On the last tab enabled - the deploy time jumped from few seconds to over 5 mins. And that tab has around 60 injects each calling a subflow. (Many of these injects call the same subflow - but with different params)
(Each inject is connected to its own subflow to avoid instances of subflow interfering from each other)
It seems if we have more and more subflow calls - it impacts the deploy time. I am not yet clear why should it. Is this a known behaviour ? Anyone knows ?
Some background: If you have a subflow that contains 100 nodes, then you add 100 instances, this expands to 100 * 100 (10000) additional nodes to setup, destroy, re-create when a deploy happens. If each of those subflows have initialisation code - that has to run for every one of them.
This is what i think is happening. I have simple flows and complicated flows. Many of the flows were created before link call feature was available. I also need to check if indeed there are no STATEs. Mostly i dont have STATEs - as i prefer not to work with NR Flow/Node level contexts. DB or global contexts - which i try to avoid overlap. But need to check.
The challenge with link calls / link in etc. is some of subflows have parameters. And unfortunately today we dont have such mechanism . So significant portions of "re-write" may come into play. Lets see.
(Btw not related to above issue - but connected to linked call - and only because you answered this Steve - do you know if we ever move ahead with Link Call enhancements (timeout optional , pass through mechanism etc.) ?

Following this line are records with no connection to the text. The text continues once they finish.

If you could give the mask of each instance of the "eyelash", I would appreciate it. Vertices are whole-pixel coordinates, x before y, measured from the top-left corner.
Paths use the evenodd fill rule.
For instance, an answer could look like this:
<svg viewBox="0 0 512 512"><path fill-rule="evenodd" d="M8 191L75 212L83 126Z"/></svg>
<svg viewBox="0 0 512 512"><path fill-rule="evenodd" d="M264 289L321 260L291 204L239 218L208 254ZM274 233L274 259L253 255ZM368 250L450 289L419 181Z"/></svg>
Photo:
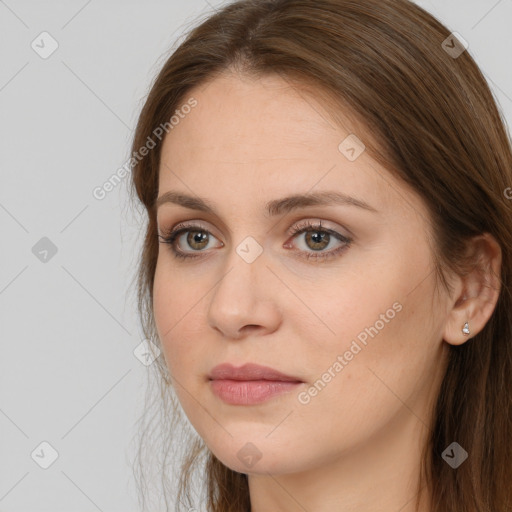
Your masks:
<svg viewBox="0 0 512 512"><path fill-rule="evenodd" d="M169 244L171 246L171 251L175 258L180 258L180 259L185 259L185 260L200 258L200 257L202 257L202 254L200 254L200 253L204 252L204 251L195 251L199 254L189 254L189 253L180 251L180 250L176 249L176 247L175 247L176 239L182 233L186 233L188 231L207 233L208 235L211 235L210 231L208 231L207 229L204 229L203 227L201 227L199 225L178 224L174 229L170 230L169 232L166 232L164 235L158 235L158 238L160 238L161 243ZM350 247L350 244L352 243L351 238L346 237L332 229L323 227L321 221L318 222L318 224L312 223L311 221L307 221L303 224L299 224L299 225L295 226L294 228L292 228L290 230L290 232L287 234L288 234L288 236L295 238L296 236L298 236L302 233L306 233L308 231L313 231L313 232L317 232L317 233L326 233L328 235L333 236L340 242L343 242L344 245L342 245L341 247L338 247L337 249L331 249L330 251L327 251L327 252L305 251L305 254L301 257L304 257L307 260L313 259L313 260L317 260L317 261L318 260L324 261L324 260L327 260L330 258L334 258L334 257L338 256L339 254L341 254L341 252L345 251L348 247Z"/></svg>

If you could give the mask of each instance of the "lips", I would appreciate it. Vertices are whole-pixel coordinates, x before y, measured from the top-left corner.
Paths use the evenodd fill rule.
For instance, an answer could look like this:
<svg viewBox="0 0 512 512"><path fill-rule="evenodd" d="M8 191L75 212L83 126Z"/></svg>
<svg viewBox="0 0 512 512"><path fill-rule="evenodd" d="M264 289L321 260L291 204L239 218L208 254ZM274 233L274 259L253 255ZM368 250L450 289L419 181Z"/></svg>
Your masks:
<svg viewBox="0 0 512 512"><path fill-rule="evenodd" d="M259 405L297 390L303 381L268 366L247 363L239 368L224 363L208 376L211 391L229 405Z"/></svg>
<svg viewBox="0 0 512 512"><path fill-rule="evenodd" d="M208 378L210 380L303 382L298 377L285 375L268 366L254 363L247 363L238 368L229 363L220 364L212 369Z"/></svg>

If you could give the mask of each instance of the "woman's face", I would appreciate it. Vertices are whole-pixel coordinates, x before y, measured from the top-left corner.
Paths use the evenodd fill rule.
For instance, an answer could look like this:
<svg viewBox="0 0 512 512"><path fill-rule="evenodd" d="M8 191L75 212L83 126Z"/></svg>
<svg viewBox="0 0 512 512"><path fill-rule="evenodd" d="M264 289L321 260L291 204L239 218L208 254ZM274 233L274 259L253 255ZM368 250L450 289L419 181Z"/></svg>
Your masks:
<svg viewBox="0 0 512 512"><path fill-rule="evenodd" d="M447 300L421 200L281 78L224 74L190 97L158 196L211 210L161 199L159 234L188 231L160 243L153 298L198 434L235 471L285 474L428 424ZM211 381L221 363L299 382Z"/></svg>

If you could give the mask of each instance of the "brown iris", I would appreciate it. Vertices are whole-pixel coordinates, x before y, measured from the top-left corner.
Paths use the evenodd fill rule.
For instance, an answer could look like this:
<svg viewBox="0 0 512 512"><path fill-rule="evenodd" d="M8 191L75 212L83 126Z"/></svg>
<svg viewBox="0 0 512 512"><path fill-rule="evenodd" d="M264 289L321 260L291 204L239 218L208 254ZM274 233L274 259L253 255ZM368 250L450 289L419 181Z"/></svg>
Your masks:
<svg viewBox="0 0 512 512"><path fill-rule="evenodd" d="M306 232L306 243L308 244L310 249L314 249L315 251L325 249L325 247L327 247L329 245L329 240L330 240L329 233L322 233L321 231L307 231ZM313 246L310 245L309 242L312 242Z"/></svg>
<svg viewBox="0 0 512 512"><path fill-rule="evenodd" d="M192 249L204 249L208 245L208 241L208 233L204 231L189 231L187 235L187 243ZM194 244L199 244L199 247Z"/></svg>

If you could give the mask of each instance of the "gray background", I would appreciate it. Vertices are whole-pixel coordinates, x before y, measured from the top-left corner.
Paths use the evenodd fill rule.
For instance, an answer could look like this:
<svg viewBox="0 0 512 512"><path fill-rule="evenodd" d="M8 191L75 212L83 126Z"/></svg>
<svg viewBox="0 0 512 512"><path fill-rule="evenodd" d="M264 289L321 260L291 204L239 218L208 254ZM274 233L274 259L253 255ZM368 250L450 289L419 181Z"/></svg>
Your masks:
<svg viewBox="0 0 512 512"><path fill-rule="evenodd" d="M510 125L512 0L418 3L468 41ZM92 190L126 161L172 44L221 4L0 0L0 511L137 510L141 221L129 177Z"/></svg>

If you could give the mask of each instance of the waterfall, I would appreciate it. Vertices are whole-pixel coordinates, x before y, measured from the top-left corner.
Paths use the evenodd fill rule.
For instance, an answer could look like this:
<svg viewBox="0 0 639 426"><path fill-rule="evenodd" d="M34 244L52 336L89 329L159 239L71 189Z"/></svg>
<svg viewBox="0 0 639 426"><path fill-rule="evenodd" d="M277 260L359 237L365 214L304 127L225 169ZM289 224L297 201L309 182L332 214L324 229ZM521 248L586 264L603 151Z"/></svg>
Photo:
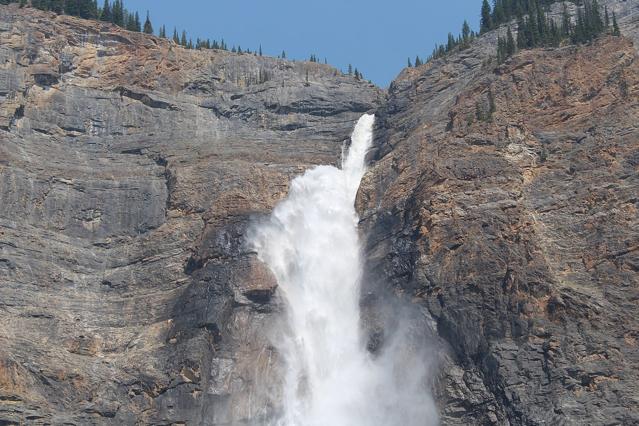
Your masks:
<svg viewBox="0 0 639 426"><path fill-rule="evenodd" d="M341 169L318 166L295 178L251 236L286 302L286 326L273 342L286 368L277 426L412 426L433 418L420 375L398 371L410 367L388 356L373 357L360 327L354 202L374 120L359 119Z"/></svg>

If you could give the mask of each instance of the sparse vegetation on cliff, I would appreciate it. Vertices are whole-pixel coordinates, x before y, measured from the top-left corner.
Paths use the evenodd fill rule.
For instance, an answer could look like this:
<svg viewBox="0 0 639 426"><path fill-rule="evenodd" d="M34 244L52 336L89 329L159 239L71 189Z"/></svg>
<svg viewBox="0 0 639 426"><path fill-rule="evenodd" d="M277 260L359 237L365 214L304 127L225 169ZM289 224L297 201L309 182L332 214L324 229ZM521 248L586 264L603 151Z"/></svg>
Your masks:
<svg viewBox="0 0 639 426"><path fill-rule="evenodd" d="M517 21L517 43L510 27L506 37L499 37L497 42L497 61L505 61L517 49L532 49L535 47L558 47L562 43L587 43L602 33L618 35L614 29L616 18L613 14L613 29L610 28L608 9L604 9L602 17L601 7L597 0L584 0L577 8L575 22L573 22L568 7L564 3L560 22L546 16L542 5L537 1L531 2L533 8L526 17Z"/></svg>
<svg viewBox="0 0 639 426"><path fill-rule="evenodd" d="M111 22L112 24L129 31L143 32L145 34L155 33L149 11L146 12L146 19L144 24L142 24L139 13L129 11L124 6L123 0L104 0L102 7L98 5L98 0L0 0L0 4L11 3L19 3L20 7L31 6L36 9L58 14ZM251 51L251 49L242 49L239 45L237 47L229 47L223 38L219 41L211 40L209 38L197 38L193 41L185 30L178 32L177 28L174 29L173 36L169 37L167 36L166 27L164 25L158 28L157 35L162 38L171 39L176 44L179 44L186 49L218 49L228 50L233 53L248 53L262 56L261 45L259 46L259 49ZM282 54L279 55L278 58L286 59L286 53L282 51ZM310 56L310 62L319 63L320 61L316 54L312 54ZM326 58L324 58L324 64L328 64ZM349 75L354 74L350 72ZM359 71L357 71L355 77L360 80L363 79L363 75Z"/></svg>
<svg viewBox="0 0 639 426"><path fill-rule="evenodd" d="M446 44L436 44L435 48L433 49L433 53L430 55L427 61L431 59L441 58L442 56L445 56L446 54L456 49L466 49L470 46L470 43L475 39L475 37L477 37L475 31L470 29L468 21L464 21L461 33L457 37L455 37L453 33L448 33L448 41L446 42ZM419 59L419 56L417 56L417 59ZM420 60L420 63L418 63L417 59L415 60L415 66L422 65L423 62L421 62Z"/></svg>
<svg viewBox="0 0 639 426"><path fill-rule="evenodd" d="M614 12L611 20L608 9L604 8L602 11L597 0L574 0L573 3L577 5L574 19L564 3L562 18L559 22L547 16L548 9L553 3L557 1L494 0L491 7L488 0L482 1L480 34L516 19L516 39L511 27L508 27L505 37L498 38L496 56L499 63L520 49L557 47L566 43L587 43L602 33L620 35ZM448 42L435 45L427 61L441 58L453 51L463 50L475 37L476 33L470 30L468 23L464 21L461 34L455 37L449 33ZM410 66L412 64L409 64Z"/></svg>

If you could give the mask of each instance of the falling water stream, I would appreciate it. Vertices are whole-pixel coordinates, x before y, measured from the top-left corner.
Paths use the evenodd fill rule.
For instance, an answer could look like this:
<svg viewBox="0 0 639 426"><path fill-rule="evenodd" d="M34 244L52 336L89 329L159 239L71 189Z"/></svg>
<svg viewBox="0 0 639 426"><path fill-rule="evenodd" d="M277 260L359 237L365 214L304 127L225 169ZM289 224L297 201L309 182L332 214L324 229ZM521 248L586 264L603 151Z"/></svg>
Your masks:
<svg viewBox="0 0 639 426"><path fill-rule="evenodd" d="M374 120L359 119L341 169L319 166L295 178L288 197L252 237L287 309L285 330L273 342L286 367L277 426L412 426L432 418L430 398L414 395L421 384L398 380L413 380L398 374L408 366L373 357L360 327L354 202Z"/></svg>

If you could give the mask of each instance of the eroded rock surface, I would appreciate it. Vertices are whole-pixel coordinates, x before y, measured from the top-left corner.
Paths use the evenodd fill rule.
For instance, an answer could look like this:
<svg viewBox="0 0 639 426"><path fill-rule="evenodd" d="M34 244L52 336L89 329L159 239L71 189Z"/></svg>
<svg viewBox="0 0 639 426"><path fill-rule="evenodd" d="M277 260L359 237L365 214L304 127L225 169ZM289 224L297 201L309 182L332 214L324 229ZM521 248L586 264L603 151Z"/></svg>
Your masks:
<svg viewBox="0 0 639 426"><path fill-rule="evenodd" d="M0 6L0 423L263 415L275 283L246 227L382 98L326 65Z"/></svg>
<svg viewBox="0 0 639 426"><path fill-rule="evenodd" d="M637 51L496 66L486 43L391 87L358 197L366 291L435 322L443 424L637 424Z"/></svg>

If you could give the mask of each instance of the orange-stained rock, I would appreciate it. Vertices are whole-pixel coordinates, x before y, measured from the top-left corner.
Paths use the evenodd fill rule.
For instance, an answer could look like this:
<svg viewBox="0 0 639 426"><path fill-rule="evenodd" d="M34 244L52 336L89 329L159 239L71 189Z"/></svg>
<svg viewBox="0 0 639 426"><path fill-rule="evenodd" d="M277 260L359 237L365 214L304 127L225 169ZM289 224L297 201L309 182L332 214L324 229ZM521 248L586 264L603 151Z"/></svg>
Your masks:
<svg viewBox="0 0 639 426"><path fill-rule="evenodd" d="M496 65L478 43L404 72L379 114L365 292L431 317L443 424L637 423L637 50Z"/></svg>

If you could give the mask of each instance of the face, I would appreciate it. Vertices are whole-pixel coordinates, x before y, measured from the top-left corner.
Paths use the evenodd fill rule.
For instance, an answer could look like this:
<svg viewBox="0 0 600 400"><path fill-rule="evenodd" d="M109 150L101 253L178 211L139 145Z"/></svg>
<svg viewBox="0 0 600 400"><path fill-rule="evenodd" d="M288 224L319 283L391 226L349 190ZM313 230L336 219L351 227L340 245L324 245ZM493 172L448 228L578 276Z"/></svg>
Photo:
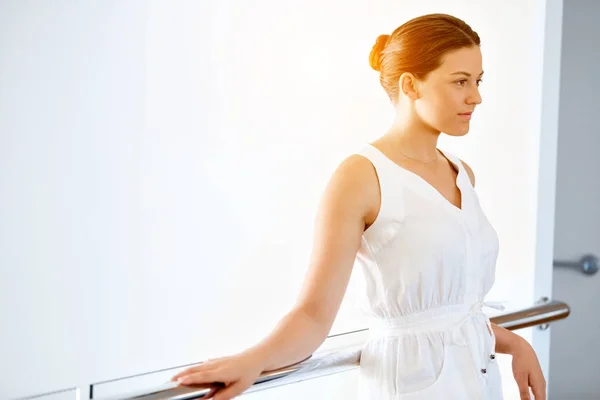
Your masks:
<svg viewBox="0 0 600 400"><path fill-rule="evenodd" d="M445 55L438 69L417 83L415 108L429 126L452 136L469 132L471 114L481 103L479 84L483 75L479 47Z"/></svg>

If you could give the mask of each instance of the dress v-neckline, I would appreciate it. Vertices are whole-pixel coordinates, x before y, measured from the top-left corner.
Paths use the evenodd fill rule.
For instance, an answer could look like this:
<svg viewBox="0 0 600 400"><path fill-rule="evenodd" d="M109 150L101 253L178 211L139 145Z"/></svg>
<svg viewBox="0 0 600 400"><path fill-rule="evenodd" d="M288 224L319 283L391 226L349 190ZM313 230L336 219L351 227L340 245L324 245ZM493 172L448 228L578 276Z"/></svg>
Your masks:
<svg viewBox="0 0 600 400"><path fill-rule="evenodd" d="M454 184L456 185L458 191L460 192L460 207L456 206L454 203L452 203L450 200L448 200L448 198L446 198L446 196L444 196L435 186L433 186L431 183L429 183L421 175L419 175L416 172L413 172L413 171L411 171L411 170L409 170L407 168L404 168L403 166L399 165L398 163L396 163L395 161L393 161L391 158L389 158L387 155L385 155L383 153L383 151L379 150L377 147L375 147L371 143L368 143L368 145L370 147L372 147L375 151L377 151L377 153L379 153L383 158L385 158L387 161L389 161L390 163L392 163L397 169L399 169L400 171L404 172L408 176L413 177L417 182L420 182L428 190L434 192L435 195L438 197L438 199L440 199L442 203L445 203L446 206L448 206L448 208L450 208L451 210L454 210L457 213L464 213L464 211L465 211L465 193L463 191L462 185L460 184L461 174L462 174L462 168L459 165L457 165L455 163L455 161L452 160L451 157L448 157L448 155L444 151L440 150L439 148L437 149L442 154L442 156L446 160L448 160L448 162L450 163L450 165L452 165L454 167L454 169L456 170L456 179L454 180Z"/></svg>

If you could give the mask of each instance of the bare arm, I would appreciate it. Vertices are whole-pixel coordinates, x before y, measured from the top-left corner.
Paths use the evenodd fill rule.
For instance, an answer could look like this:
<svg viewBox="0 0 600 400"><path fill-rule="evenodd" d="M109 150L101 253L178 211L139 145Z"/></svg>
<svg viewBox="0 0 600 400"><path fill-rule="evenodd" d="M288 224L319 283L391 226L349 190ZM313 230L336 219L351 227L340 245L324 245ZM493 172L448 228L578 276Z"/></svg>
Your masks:
<svg viewBox="0 0 600 400"><path fill-rule="evenodd" d="M310 356L333 325L363 231L379 212L380 201L371 163L359 155L344 160L321 198L309 269L294 307L255 346L187 368L171 380L207 384L212 387L207 399L229 400L250 387L261 372Z"/></svg>
<svg viewBox="0 0 600 400"><path fill-rule="evenodd" d="M524 345L525 339L506 328L496 324L492 325L492 331L496 337L496 352L500 354L514 354L520 346Z"/></svg>
<svg viewBox="0 0 600 400"><path fill-rule="evenodd" d="M367 214L379 201L375 172L351 156L336 169L315 220L310 265L295 306L275 329L246 352L273 370L302 361L325 340L350 279Z"/></svg>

Yes - but i would not expect it to impact "deploy" . For sure execution. Deploy should not care what goes in and what comes out. As that stage there is no message in the system.
and this gets worse if your subflows nest subflows.
each instance creates all its internal nodes and if any of those are subflow instances, they are created too. It really doesnt take much to get to huge numbers
Example:
Subflow1: 10 regular nodes, 5 Subflow2 nodes
Subflow2: 20 regular nodes
Main flows: use 100 Subflow1s and 100 regular nodes
this means 100 + (100 * (10 + (5 * 20))) == 11100 nodes to be created, setup, initialised etc etc.
Contrast that with link-calls (aka pure functions):
Subroutine1: 1 link-in, 10 regular nodes, 5 link calls to Subroutine2, 1 link-return
This was clear once you wrote the earlier note. As i said i need to check if indeed i can move entire subflow to link calls. I have some subflows which take parameters.